1860 braucht spätestens im März etwa fünf Millionen Euro von Ismaik für die Zweitliga-Lizenz
Um den einen oder anderen Zugang zu ermöglichen, könnte Sechzig notfalls das für Investitionen in die Infrastruktur zurückgestellte Geld anderweitig verwenden - sofern es denn wirklich zurückgestellt wurde. Oder, wen würde es wundern, das größte Talent Marius Wolf im Winter verkaufen. Allzu lange kann sich der Klub aber aus eigener Kraft nicht über Wasser halten. Spätestens im März 2016 muss Ismaik frische Darlehen von etwa fünf Millionen Euro geben, damit der Klub die Zweitliga-Lizenz für die Spielzeit 2016/17 erhält. Nach Stand der Dinge ist das kaum vorstellbar. Und sollte Ismaik dies nicht planen, wäre es auch nur folgerichtig, derzeit keine bestehenden Darlehen umzuwandeln.
Möglicherweise fordert Ismaik für jegliche Hilfe, wie in der Vergangenheit nach SZ-Informationen schon mehrfach geschehen, als Gegenleistung weitere Anteile an dem Klub, an dem er bislang 60 Prozent hält. Dies könnte schließlich den Erlös bei einem Verkauf erhöhen. Hierüber müssten die Mitglieder entscheiden - es träfe sich dann, dass ohnehin für den 28. Januar eine außerordentliche Mitgliederversammlung angesetzt ist.

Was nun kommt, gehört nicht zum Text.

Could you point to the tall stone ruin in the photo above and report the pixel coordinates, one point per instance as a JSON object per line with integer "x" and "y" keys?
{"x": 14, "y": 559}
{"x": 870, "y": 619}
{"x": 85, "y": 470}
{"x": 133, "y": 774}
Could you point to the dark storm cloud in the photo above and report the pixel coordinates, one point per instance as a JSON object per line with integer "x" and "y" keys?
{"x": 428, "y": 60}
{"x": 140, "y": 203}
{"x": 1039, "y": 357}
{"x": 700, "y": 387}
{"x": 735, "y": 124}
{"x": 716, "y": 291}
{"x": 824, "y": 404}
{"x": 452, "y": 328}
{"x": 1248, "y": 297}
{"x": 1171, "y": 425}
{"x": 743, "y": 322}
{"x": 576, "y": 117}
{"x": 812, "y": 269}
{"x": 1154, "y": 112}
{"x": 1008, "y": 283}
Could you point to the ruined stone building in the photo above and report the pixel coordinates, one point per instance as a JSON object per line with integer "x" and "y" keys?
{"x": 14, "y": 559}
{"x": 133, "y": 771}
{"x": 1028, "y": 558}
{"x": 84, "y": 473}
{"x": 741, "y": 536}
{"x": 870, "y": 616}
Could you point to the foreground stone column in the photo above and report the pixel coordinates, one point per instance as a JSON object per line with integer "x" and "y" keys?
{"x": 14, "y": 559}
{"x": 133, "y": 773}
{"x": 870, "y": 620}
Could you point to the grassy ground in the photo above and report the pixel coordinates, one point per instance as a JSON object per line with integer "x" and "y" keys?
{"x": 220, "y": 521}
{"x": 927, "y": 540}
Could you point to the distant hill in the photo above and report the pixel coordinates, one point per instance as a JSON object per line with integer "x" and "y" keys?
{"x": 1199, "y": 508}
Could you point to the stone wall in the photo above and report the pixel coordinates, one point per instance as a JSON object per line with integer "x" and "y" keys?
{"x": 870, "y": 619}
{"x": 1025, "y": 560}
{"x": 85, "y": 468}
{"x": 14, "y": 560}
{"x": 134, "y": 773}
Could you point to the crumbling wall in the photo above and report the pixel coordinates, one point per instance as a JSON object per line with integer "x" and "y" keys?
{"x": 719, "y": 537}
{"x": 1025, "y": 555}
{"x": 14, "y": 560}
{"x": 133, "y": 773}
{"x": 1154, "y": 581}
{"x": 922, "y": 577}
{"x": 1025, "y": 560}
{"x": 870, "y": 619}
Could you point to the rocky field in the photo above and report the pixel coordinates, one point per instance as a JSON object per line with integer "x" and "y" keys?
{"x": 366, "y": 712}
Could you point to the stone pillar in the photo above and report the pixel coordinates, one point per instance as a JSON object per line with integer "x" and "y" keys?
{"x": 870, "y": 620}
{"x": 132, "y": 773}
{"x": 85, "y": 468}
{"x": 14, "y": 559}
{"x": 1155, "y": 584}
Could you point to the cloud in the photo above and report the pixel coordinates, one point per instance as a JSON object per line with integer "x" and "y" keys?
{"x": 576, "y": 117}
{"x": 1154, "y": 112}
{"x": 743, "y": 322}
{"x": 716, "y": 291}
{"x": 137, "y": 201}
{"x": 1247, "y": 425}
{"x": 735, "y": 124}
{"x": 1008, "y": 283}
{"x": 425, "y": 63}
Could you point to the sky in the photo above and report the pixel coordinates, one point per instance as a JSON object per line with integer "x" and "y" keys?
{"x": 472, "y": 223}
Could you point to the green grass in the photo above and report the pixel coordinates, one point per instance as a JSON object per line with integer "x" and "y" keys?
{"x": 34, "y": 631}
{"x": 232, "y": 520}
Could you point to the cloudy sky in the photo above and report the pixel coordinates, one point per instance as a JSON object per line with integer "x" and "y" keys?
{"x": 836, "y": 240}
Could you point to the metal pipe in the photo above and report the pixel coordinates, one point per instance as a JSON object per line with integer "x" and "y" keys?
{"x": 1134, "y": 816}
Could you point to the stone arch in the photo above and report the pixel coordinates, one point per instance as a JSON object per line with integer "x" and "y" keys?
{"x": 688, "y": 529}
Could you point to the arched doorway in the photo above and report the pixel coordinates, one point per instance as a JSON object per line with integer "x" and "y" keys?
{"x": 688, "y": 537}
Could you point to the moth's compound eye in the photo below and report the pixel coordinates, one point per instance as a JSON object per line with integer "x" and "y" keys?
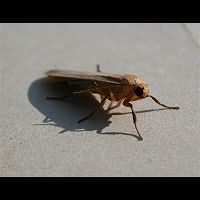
{"x": 139, "y": 91}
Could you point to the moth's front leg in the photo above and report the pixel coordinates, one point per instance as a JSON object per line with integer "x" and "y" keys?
{"x": 128, "y": 104}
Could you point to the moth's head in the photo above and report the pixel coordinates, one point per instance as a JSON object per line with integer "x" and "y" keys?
{"x": 140, "y": 91}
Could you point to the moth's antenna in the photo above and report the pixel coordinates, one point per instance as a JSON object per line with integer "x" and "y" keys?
{"x": 169, "y": 107}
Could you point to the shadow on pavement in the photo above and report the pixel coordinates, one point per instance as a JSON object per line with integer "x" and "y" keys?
{"x": 65, "y": 114}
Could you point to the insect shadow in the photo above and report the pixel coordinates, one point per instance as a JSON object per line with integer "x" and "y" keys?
{"x": 65, "y": 114}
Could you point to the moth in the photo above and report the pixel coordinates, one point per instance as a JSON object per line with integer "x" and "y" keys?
{"x": 122, "y": 89}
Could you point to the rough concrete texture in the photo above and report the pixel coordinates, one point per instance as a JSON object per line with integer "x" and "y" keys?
{"x": 167, "y": 56}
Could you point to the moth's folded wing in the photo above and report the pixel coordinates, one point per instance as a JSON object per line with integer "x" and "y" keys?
{"x": 76, "y": 75}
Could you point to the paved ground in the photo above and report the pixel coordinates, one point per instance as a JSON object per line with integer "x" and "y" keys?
{"x": 167, "y": 56}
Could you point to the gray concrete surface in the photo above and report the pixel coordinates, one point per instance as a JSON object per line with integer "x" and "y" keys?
{"x": 167, "y": 56}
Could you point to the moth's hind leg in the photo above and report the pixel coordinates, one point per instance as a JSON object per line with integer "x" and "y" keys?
{"x": 98, "y": 68}
{"x": 100, "y": 106}
{"x": 60, "y": 98}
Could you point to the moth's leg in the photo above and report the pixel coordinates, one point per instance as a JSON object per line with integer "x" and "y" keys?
{"x": 93, "y": 112}
{"x": 98, "y": 68}
{"x": 163, "y": 105}
{"x": 127, "y": 104}
{"x": 60, "y": 98}
{"x": 110, "y": 107}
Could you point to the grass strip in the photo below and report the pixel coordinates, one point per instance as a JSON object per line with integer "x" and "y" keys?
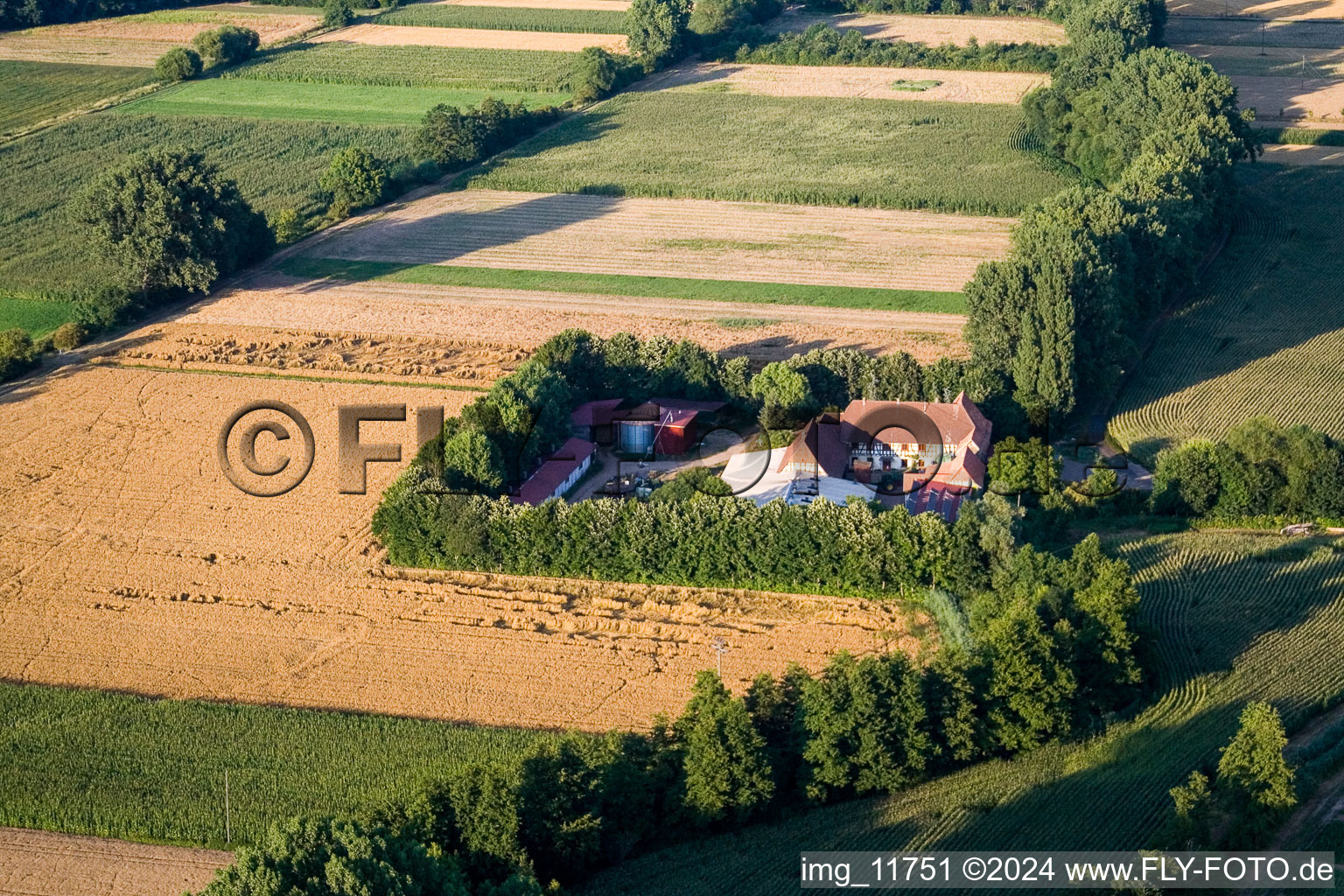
{"x": 89, "y": 762}
{"x": 684, "y": 288}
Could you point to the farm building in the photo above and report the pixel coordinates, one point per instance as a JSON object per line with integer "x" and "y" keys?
{"x": 663, "y": 424}
{"x": 929, "y": 454}
{"x": 558, "y": 472}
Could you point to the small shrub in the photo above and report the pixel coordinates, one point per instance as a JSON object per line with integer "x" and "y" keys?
{"x": 336, "y": 14}
{"x": 594, "y": 74}
{"x": 288, "y": 226}
{"x": 355, "y": 180}
{"x": 70, "y": 336}
{"x": 226, "y": 45}
{"x": 18, "y": 354}
{"x": 176, "y": 65}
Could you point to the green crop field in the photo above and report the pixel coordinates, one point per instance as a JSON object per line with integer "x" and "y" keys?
{"x": 117, "y": 766}
{"x": 339, "y": 103}
{"x": 506, "y": 18}
{"x": 1264, "y": 333}
{"x": 32, "y": 92}
{"x": 788, "y": 150}
{"x": 686, "y": 288}
{"x": 523, "y": 70}
{"x": 276, "y": 164}
{"x": 38, "y": 316}
{"x": 1238, "y": 618}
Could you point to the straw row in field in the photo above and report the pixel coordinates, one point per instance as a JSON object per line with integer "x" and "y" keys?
{"x": 461, "y": 69}
{"x": 785, "y": 150}
{"x": 473, "y": 38}
{"x": 1239, "y": 349}
{"x": 460, "y": 15}
{"x": 339, "y": 103}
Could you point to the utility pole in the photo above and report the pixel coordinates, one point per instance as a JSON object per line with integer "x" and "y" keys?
{"x": 228, "y": 833}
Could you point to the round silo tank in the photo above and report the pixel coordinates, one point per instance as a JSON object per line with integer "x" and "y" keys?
{"x": 636, "y": 437}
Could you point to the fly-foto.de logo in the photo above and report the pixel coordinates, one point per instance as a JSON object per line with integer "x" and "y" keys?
{"x": 266, "y": 448}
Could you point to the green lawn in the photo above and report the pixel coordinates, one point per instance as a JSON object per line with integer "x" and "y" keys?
{"x": 506, "y": 18}
{"x": 787, "y": 150}
{"x": 718, "y": 290}
{"x": 32, "y": 92}
{"x": 276, "y": 164}
{"x": 117, "y": 766}
{"x": 38, "y": 316}
{"x": 454, "y": 67}
{"x": 1239, "y": 618}
{"x": 339, "y": 103}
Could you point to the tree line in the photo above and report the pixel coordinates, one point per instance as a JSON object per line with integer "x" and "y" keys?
{"x": 1260, "y": 469}
{"x": 1053, "y": 649}
{"x": 950, "y": 7}
{"x": 496, "y": 441}
{"x": 822, "y": 45}
{"x": 1153, "y": 133}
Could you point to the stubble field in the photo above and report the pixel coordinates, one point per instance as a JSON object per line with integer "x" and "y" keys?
{"x": 886, "y": 153}
{"x": 933, "y": 30}
{"x": 848, "y": 82}
{"x": 140, "y": 39}
{"x": 471, "y": 38}
{"x": 676, "y": 238}
{"x": 1238, "y": 349}
{"x": 37, "y": 863}
{"x": 130, "y": 564}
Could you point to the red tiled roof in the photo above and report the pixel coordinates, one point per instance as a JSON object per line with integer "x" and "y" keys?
{"x": 554, "y": 471}
{"x": 596, "y": 413}
{"x": 819, "y": 442}
{"x": 686, "y": 404}
{"x": 958, "y": 421}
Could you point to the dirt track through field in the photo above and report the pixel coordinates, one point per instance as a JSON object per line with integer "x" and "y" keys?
{"x": 677, "y": 238}
{"x": 761, "y": 332}
{"x": 135, "y": 40}
{"x": 1300, "y": 155}
{"x": 870, "y": 82}
{"x": 934, "y": 30}
{"x": 130, "y": 564}
{"x": 38, "y": 863}
{"x": 608, "y": 5}
{"x": 472, "y": 38}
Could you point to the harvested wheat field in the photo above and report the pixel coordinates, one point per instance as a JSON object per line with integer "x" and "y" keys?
{"x": 303, "y": 352}
{"x": 1258, "y": 8}
{"x": 1301, "y": 155}
{"x": 1284, "y": 62}
{"x": 850, "y": 80}
{"x": 138, "y": 40}
{"x": 933, "y": 30}
{"x": 472, "y": 38}
{"x": 701, "y": 238}
{"x": 38, "y": 863}
{"x": 130, "y": 564}
{"x": 609, "y": 5}
{"x": 1291, "y": 98}
{"x": 761, "y": 332}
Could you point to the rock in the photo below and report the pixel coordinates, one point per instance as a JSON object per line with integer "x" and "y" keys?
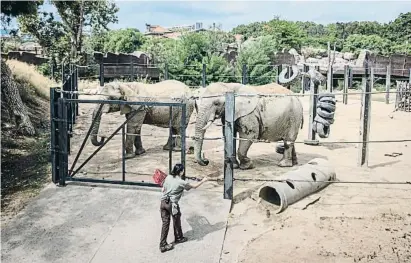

Sportlich kommt die Unruhe zum denkbar schlechten Zeitpunkt
Trainer Benno Möhlmann kommt die ganze Aufregung vor dem Spiel am Sonntag (13.30 Uhr) beim Tabellenzweiten SC Freiburg denkbar ungelegen. Die Partie ist ebenso eine riesige Herausforderung wie eminent wichtig. Angesichts des direkten Aufeinandertreffens der Konkurrenten aus Paderborn und Düsseldorf droht für die Löwen im Falle einer Niederlage entweder der Abstand auf den Relegationsplatz oder der Abstand zum direkten Klassenverbleib immens zu werden. Möhlmann glaubt immerhin nicht, dass die Mannschaft die Geschichten von Hasan Ismaik, Abdelrahman und Bez im Kopf hat, wenn sie auf den Platz geht. "Dass es hier keine innere Ruhe gibt, ist schon seit Jahren so. Die Spieler kennen das länger als ich und haben gelernt, damit umzugehen", sagte Möhlmann. "Man kann trotzdem bessere Leistungen bringen als zuletzt."
Auf der einen oder anderen Position wird Möhlmann im Vergleich zum 0:2 gegen Bochum umbauen. "Die Jungen, die viel spielen mussten, erscheinen vom Kopf her nicht ganz so wach", sagte Möhlmann. "Wenn sie ein, zwei Fehler gemacht haben, gehen sie angespannt in so eine Partie. Nach Weihnachten, wenn sie ihre Geschenke ausgepackt haben, geht's vielleicht wieder." Zudem wolle er "den einen oder anderen Spieler noch mal in einem Pflichtspiel sehen, um einzuschätzen, ob er uns im Rest der Saison helfen kann. Da geht es um Rama, Stahl, Lacazette."
Für die Weihnachtstage rechnet Möhlmann damit, "dass ich nicht Urlaub machen kann". Sondern dass er an Zugängen arbeiten darf: "Ich gehe immer noch davon aus, dass wir tun können, was wir uns vorgenommen haben, und dass wir die Dinge irgendwie hinkriegen." Wenn auch mal wieder gänzlich anders als erhofft.